Machine learning is a critical technique that enables AI to solve problems. Despite common misperceptions (and misnomers in popular culture), machines do not learn. They store and compute — admittedly in increasingly complex ways.
Machine learning is a purely analytical discipline. It applies mathematical models to data to extract knowledge and find patterns that humans would likely miss. ML also recommends actions, but it does not direct systems to take action without human intervention.
More specifically, machine learning creates an algorithm or statistical formula (referred to as a “model”) that converts a series of data points into a single result. ML algorithms “learn” through “training,” in which they identify patterns and correlations in data and use them to provide new insights and predictions without being explicitly programmed to do so.
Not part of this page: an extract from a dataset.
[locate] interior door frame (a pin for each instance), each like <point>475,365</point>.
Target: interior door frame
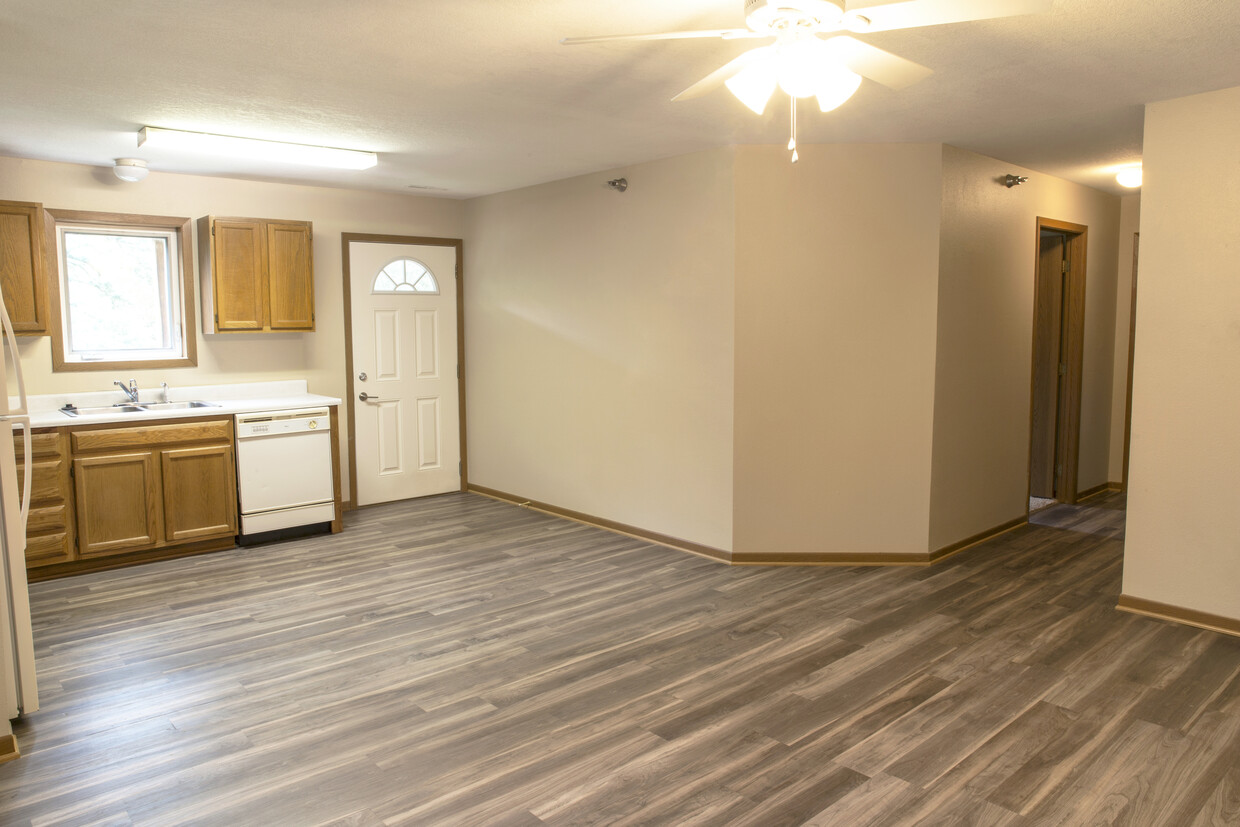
<point>1069,417</point>
<point>422,241</point>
Deep learning, a variant of machine learning algorithms, uses multiple layers of algorithms to solve problems by extracting knowledge from raw data and transforming it at every level. Deep learning can outperform traditional ML (or shallow learning techniques) by working with complex and often high-dimensional data, such as images, speech and text. Still, either rule-based systems or traditional ML can effectively solve many AI problems.
In most organizations, deep learning solutions are not yet a significant part of the product roadmap (rule-based systems or traditional ML can effectively enable most AI use cases today), but their use is quickly increasing alongside advancements in data processing and breakthroughs in computational techniques.
Using ML, including deep learning, to make predictions enables an AI-driven process to automate the selection of the most favorable result, which eliminates the need for a human decision maker.